Thursday, May 8, 2014

Legal Theories in LIBOR and FX Lawsuits

While this article in CapLaw discusses the history of the allegations, investigations and lawsuits in the FX and LIBOR scandals, we thought it most interesting to focus on the legal theories and their current status.

In LIBOR, the US consolidated case held that there was no antitrust damage as the LIBOR rate setting process was not competitive in nature and thus there could not be anti-competitive behavior.  However, "second-generation" lawsuits filed by plaintiffs claiming direct trading losses from derivatives with banks that provided benchmark LIBOR rates, are moving through the legal system.  Two large plaintiffs are the FDIC, on behalf of 38 failed banks, claiming fraud and collusion were used by the LIBOR setting banks to suppress rates, and Freddie Mac and Fannie Mae, claiming that LIBOR manipulations caused them to suffer losses on mortgages and financial derivatives.

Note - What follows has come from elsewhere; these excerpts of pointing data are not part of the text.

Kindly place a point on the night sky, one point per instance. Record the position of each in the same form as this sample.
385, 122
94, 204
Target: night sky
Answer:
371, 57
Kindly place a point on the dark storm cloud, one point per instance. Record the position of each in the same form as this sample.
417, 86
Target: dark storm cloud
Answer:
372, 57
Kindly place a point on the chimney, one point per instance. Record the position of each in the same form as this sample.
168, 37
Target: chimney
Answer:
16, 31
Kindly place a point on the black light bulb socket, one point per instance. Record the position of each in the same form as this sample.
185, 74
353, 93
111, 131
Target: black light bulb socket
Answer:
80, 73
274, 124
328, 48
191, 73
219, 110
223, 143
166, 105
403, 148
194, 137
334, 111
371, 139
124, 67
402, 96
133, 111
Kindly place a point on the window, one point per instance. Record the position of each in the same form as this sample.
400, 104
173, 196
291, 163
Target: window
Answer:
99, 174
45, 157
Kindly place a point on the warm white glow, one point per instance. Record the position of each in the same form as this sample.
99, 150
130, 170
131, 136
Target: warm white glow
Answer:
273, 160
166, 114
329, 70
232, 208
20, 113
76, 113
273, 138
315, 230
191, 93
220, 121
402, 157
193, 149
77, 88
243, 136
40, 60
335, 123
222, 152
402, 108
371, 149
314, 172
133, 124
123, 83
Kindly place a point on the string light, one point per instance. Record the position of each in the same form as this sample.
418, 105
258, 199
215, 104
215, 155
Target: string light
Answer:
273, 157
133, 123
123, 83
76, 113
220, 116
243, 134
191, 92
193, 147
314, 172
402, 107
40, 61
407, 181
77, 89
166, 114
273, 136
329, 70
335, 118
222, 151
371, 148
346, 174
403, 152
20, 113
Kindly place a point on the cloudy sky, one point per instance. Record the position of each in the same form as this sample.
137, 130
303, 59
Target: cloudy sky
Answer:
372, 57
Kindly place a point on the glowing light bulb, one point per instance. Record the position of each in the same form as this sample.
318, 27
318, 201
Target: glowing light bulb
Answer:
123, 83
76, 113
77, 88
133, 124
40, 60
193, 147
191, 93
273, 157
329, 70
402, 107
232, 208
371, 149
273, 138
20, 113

LIBOR cases in the UK have been limited, with only two cases filed, one of which was settled and the other remains with the courts.

In the FX benchmarks, the US has consolidated numerous class action suits into one.  Differences between the rate setting process in FX vs. LIBOR make it unclear whether antitrust charges will hold up in the FX case.  Fraud and collusion charges remain in FX as well, but the later start of FX allegations, the complexity of the cases and the continuing regulatory and internal bank investigations, means that further clarity will not be forthcoming until at least late 2014.